O terrorismo alimenta-se da quebra de confiança dos cidadãos nas instituições. A barbárie serve-se do mediatismo do sofrimento em direto para desacreditar o sistema vigente. Uma imagem vale mais do que mil palavras. Sobretudo se envolve crianças. A dor retratada na sua forma indefesa.

Ora, a repulsa quase coletiva não demora a fazer-se acompanhar da necessidade de encontrar culpados. O sistema é chamado à colação. Duplamente responsabilizado. Por não ter criado condições para prevenir o terrorismo. Por não saber lidar com o fenómeno de forma a desmantelar as iniciativas terroristas.

Neste ponto, os partidos populistas são exímios.
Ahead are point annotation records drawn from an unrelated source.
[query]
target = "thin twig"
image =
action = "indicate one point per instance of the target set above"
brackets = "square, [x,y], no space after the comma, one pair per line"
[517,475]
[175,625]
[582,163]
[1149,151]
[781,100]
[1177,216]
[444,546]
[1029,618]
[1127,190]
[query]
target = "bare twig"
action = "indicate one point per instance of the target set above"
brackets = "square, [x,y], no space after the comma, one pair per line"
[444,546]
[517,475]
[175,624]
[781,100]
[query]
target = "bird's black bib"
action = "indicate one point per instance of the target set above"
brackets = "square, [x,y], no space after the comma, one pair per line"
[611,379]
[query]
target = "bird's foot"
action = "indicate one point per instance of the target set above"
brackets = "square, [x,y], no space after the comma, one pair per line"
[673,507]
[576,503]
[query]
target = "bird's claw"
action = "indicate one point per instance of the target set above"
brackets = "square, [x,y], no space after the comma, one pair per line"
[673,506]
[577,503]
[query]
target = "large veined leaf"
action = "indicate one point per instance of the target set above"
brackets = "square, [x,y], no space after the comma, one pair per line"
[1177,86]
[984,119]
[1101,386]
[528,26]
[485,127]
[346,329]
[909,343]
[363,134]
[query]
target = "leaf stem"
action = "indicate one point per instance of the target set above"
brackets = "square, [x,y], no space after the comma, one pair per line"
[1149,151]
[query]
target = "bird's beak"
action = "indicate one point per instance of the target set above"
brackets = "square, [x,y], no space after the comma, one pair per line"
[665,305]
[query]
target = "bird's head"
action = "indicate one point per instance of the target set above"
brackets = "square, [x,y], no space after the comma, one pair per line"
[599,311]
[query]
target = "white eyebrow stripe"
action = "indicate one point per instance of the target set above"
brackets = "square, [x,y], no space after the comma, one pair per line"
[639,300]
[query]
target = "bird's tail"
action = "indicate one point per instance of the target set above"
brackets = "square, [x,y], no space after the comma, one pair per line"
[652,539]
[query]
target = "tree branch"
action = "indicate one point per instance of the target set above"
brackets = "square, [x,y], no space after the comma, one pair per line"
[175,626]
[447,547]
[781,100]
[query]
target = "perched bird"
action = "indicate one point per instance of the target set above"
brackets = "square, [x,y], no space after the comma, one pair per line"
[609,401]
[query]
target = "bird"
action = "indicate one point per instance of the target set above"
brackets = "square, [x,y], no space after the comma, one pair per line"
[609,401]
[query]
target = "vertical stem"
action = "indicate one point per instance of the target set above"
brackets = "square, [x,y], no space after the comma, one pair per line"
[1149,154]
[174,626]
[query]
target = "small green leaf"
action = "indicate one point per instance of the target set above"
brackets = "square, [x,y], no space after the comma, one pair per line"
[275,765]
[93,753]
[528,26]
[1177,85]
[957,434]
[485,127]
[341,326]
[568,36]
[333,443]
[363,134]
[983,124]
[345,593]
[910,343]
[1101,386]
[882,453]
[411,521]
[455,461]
Sabem erguer bandeiras até então propriedade de outros fenómenos, como o nacionalismo. A necessidade de proteger a comunidade – nós – contra a presença estranha – eles, os outros. O racismo e a xenofobia esquecem o politicamente correto e tomam conta do discurso populista.

Assim sendo, o terrorismo fornece o motivo para o recrudescimento do populismo. A elite é apresentada como incapaz de assegurar a segurança dos cidadãos e a manutenção dos valores próprios da homeland.

Não é por acaso que os principais partidos populistas defendem que a recuperação da soberania nacional passa, entre outras medidas, pelo controlo das fronteiras e da imigração.

Porém, existe outra abordagem que não deve ser olvidada. Aquela que explica o papel negativo do populismo no florescimento do terrorismo.

A falta de política também representa uma forma de política. Por isso, nos regimes democráticos, os populistas acusam a casta governante pela radicalização dos jovens que, vítimas de uma «política ao Deus dará», se deixam embalar pela narrativa terrorista apostada na destruição do modelo civilizacional ocidental.

O padre António Vieira dizia que, em tempo de guerra, nem Deus estava seguro no sacrário. O terrorismo que usa a religião como pretensa justificação encarrega-se de substituir o pão nosso de cada dia pela desconfiança e pelo medo.

Afinal, existe uma relação efetiva entre populismo e terrorismo. Mesmo quando o primeiro cresce por conseguir fazer passar a mensagem de que é preciso combater o segundo.

Como a vida mostra, a morte do hospedeiro está longe de servir os interesses do parasita.

Manchester é, apenas, o mais recente exemplo dessa ligação. Talvez seja tempo de refletir sobre o papel que o populismo e o terrorismo desempenharam no Brexit e no facto de o Reino Unido ser o segundo país da União Europeia que mais combatentes fornece ao Daesh.

Para que conste, o primeiro exportador de jihadistas para a Síria é a França. Um país onde o terrorismo tem ajudado – e muito – à afirmação de um populismo que tem direito a um rosto e a nome de família.